The flashbacks are the hardest to take. Don’t even think about going anywhere near this picture if you’re diabetic. Life at the station house is presented as an endless series of pranks and high jinks. John Travolta turns in the least interesting performance of his career in the role of the squad’s chief. Between fires, his job appears to consist primarily of maintaining an Up With People-meets-“Animal House” atmosphere. He presides over an initiation rite, for example, in which new members of the team are fooled into confessing to a fake priest when they first report for duty. One day Phoenix is surprised when a large goose bursts from his locker (“Good one, guys!”).
Nights are a nonstop festival of fraternity spent at a neighborhood bar. I haven’t seen this much heavy drinking in a movie since “Leaving Las Vegas” but Russell directs these scenes as though he were shooting a commercial for The Olive Garden. Songs are sung, jokes are told, pregnancies are announced-everybody’s one big happy family.
Meanwhile back at the warehouse, Phoenix lies in a crumpled heap. When he regains consciousness, he radios Travolta and reports that he’s “pretty broken up.” A great deal of time passes without the fallen hero shifting his body leading the viewer to conclude that his injuries have immobilized him. So it comes as a goose-in-the-locker level shock when Travolta consults blueprints of the building, suggests that his comrade tunnel through a brick wall to an interior room and Phoenix suddenly transforms into a human drill sending hunks of brick and mortar flying.

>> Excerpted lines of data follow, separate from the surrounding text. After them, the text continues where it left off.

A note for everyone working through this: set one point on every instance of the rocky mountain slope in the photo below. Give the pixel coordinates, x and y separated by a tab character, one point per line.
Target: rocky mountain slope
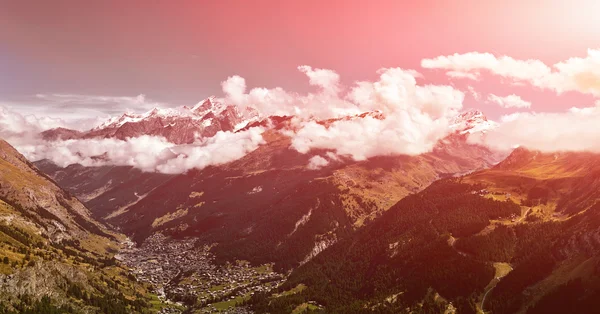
521	237
178	125
54	258
268	206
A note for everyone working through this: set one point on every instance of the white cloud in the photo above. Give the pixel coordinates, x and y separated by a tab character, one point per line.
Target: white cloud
405	118
148	153
463	75
574	130
476	95
414	119
328	80
575	74
510	101
317	162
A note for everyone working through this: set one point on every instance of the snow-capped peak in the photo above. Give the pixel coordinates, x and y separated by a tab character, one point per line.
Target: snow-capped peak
472	121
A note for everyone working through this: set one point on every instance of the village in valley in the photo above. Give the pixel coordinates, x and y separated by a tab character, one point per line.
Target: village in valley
184	275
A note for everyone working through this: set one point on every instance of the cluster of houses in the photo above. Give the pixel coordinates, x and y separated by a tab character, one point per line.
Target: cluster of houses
184	271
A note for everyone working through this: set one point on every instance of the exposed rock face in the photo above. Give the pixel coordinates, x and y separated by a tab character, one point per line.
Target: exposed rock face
178	125
27	189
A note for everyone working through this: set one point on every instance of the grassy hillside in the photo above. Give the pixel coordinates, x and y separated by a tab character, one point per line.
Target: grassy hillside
521	237
53	257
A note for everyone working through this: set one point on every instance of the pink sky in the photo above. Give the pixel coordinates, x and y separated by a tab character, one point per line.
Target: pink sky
180	53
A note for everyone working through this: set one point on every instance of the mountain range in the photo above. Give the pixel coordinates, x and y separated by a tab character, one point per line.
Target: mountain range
460	229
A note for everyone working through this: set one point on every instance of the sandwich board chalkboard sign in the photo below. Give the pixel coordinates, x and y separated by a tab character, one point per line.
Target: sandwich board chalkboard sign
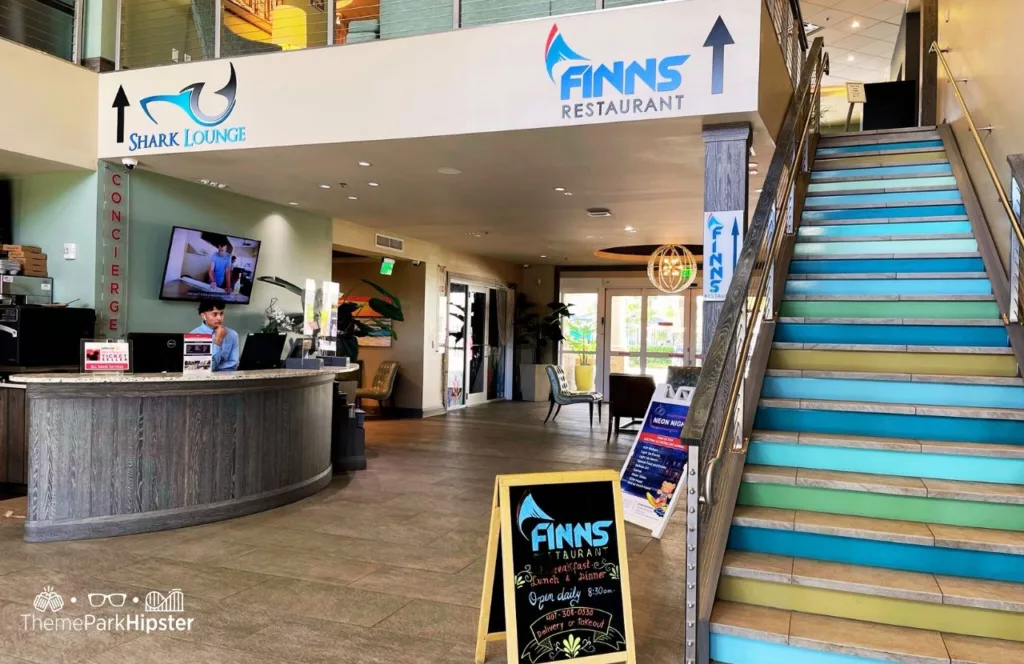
556	584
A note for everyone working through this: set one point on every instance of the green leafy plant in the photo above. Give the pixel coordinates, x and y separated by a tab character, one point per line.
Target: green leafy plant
350	328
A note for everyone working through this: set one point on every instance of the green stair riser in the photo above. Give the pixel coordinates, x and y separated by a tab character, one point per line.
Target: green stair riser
858	503
890	309
887	611
913	363
888	160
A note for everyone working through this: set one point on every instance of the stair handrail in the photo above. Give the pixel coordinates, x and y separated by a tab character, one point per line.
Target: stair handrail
715	409
1015	223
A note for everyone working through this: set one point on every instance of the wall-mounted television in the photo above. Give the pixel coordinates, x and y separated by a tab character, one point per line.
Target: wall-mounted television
203	264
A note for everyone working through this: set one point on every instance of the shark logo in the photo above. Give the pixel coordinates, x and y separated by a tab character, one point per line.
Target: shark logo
187	100
558	50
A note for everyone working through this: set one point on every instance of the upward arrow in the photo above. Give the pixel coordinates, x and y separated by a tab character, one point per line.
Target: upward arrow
718	39
120	102
735	242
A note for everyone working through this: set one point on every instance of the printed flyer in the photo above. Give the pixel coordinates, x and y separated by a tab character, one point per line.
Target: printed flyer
656	461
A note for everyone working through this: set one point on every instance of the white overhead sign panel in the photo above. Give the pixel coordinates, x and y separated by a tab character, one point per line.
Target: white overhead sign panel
680	58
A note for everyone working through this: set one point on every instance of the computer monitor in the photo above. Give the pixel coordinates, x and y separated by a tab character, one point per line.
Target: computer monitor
157	353
262	350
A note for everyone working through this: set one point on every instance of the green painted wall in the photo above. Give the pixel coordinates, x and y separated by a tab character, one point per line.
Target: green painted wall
55	208
296	246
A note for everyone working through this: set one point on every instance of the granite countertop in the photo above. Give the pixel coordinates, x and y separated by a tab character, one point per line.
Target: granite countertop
268	374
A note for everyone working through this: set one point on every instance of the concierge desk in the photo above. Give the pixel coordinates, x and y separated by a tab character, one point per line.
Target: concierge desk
117	454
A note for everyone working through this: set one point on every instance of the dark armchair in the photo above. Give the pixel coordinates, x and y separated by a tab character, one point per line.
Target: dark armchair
562	396
628	397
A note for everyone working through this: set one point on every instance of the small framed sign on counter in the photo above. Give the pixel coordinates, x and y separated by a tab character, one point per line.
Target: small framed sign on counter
105	356
556	583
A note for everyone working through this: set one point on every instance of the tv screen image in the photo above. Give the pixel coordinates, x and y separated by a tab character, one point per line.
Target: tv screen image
202	264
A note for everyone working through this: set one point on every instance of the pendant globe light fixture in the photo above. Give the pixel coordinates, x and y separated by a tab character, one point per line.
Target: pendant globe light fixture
672	268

The impression the movie gives is that Colick couldn’t decide whether he wanted to write a button-pushing band of brothers saga or a tale of doomed romance and so wrote both. Jacinda Barrett gives a dewey eyed performance as Phoenix’s soul mate, a working class girl he picks up in a supermarket and goes on to marry. In a directional display that’s as schizophrenic as it is plagiarizing, Russell plays “Titanic”-style music almost every time Barrett and Phoenix share a scene and mirrors a famous sequence from that film by having the couple cruise the streets of the city while perched ecstatically on the back of a firetruck. No doubt it’s mere coincidence that Phoenix’s character, like Leonardo DiCaprio’s, is named Jack.
Empty headed sentimentality cynically marketed as tribute, “Ladder 49” doesn’t celebrate or honor America’s firefighters. How can it when the film doesn’t even take place on the same planet? The men in this movie are little more than beer ad cliches going through Ford tough motions as though trapped in a bad country music video. There’s not a realistic moment or character or performance in the picture.
The risks firefighters take, like the sacrifices they make every day, are all too real. They deserve our thanks, our respect and infinitely better movie treatment than this.